The creation of Berlin Lake in the early 1940's was not without drama.

Here is an interesting and brief article on its history including the story behind "McEldowney Island" (campground launch ramp location).

http://recordpub.com/opinion/2016/06/26/portage-pathways-reservoir-project-transformed-deerfield


----------



## louisvillefisherman (Jun 9, 2012)

Talk about holding out! This family was bound and determined to go down with the ship.

This house was originally located just "off shore" right where the campground ramp is now. Their barn was where the restrooms are located today. Looking out into the horizon of this photo you can just make out the train track causeway.

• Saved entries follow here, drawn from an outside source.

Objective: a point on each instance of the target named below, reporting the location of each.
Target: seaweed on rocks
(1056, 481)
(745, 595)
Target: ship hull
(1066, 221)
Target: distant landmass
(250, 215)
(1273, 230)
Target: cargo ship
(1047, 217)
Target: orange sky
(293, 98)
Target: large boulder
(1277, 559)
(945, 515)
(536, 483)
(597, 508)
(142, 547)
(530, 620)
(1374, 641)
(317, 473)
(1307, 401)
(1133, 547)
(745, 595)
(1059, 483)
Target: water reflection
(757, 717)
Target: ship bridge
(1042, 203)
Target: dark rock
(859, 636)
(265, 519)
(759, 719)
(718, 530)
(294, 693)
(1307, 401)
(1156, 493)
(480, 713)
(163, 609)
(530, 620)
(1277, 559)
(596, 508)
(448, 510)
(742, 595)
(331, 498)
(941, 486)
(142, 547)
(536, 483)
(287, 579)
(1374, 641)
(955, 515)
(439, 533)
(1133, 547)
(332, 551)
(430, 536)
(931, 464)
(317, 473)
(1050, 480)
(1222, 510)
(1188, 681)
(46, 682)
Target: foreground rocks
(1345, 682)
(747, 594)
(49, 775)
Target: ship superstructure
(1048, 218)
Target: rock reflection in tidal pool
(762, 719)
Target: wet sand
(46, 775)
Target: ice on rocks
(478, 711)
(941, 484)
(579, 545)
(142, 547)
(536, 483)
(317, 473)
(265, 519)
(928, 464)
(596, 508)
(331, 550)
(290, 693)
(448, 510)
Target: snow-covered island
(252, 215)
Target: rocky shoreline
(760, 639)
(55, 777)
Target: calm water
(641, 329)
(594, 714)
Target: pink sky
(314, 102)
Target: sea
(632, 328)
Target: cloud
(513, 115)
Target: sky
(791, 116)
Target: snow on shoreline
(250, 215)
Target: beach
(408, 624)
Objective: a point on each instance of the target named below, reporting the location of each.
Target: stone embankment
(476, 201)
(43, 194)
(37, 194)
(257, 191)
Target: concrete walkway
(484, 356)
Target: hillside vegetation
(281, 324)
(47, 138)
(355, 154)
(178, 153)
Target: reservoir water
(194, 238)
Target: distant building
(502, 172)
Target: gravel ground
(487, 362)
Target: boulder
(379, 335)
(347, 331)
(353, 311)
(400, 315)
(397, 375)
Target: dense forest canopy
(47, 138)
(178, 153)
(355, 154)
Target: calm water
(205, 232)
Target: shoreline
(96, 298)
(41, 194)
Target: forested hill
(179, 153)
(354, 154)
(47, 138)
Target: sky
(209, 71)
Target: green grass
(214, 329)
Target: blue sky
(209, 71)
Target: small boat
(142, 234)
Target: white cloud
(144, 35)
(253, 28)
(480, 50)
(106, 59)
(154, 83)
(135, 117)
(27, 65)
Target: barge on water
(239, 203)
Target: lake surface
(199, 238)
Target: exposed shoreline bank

That planked walkway was how they got from dry land to the house, which of course was flooded. They lived like this for almost a year before settling with the government.


----------



## bountyhunter (Apr 28, 2004)

thanks,I did not no any of its history.


----------



## louisvillefisherman (Jun 9, 2012)

The house was eventually moved on rollers right down the road to Berlin Station Rd, and still stands today as an amazingly beautiful century home.


----------



## Snakecharmer (Apr 9, 2008)

louisvillefisherman said:


> The creation of Berlin Lake in the early 1940's was not without drama.
> 
> Here is an interesting and brief article on its history including the story behind "McEldowney Island" (campground launch ramp location).
> 
> http://recordpub.com/opinion/2016/06/26/portage-pathways-reservoir-project-transformed-deerfield


Nice post! Very interesting. I wonder how much he paid for the property in 1938 compared to what he received when he eventually settled.


----------



## shore warrior (Apr 5, 2015)

Good read, thanks.


----------



## jmshar (Jul 9, 2011)

louisvillefisherman said:


> The creation of Berlin Lake in the early 1940's was not without drama.
> 
> Here is an interesting and brief article on its history including the story behind "McEldowney Island" (campground launch ramp location).
> 
> ...


----------



## jmshar (Jul 9, 2011)

Very interesting reading...... Thank You for sharing the info...


----------



## zook (Feb 23, 2015)

Cool story thanks.


----------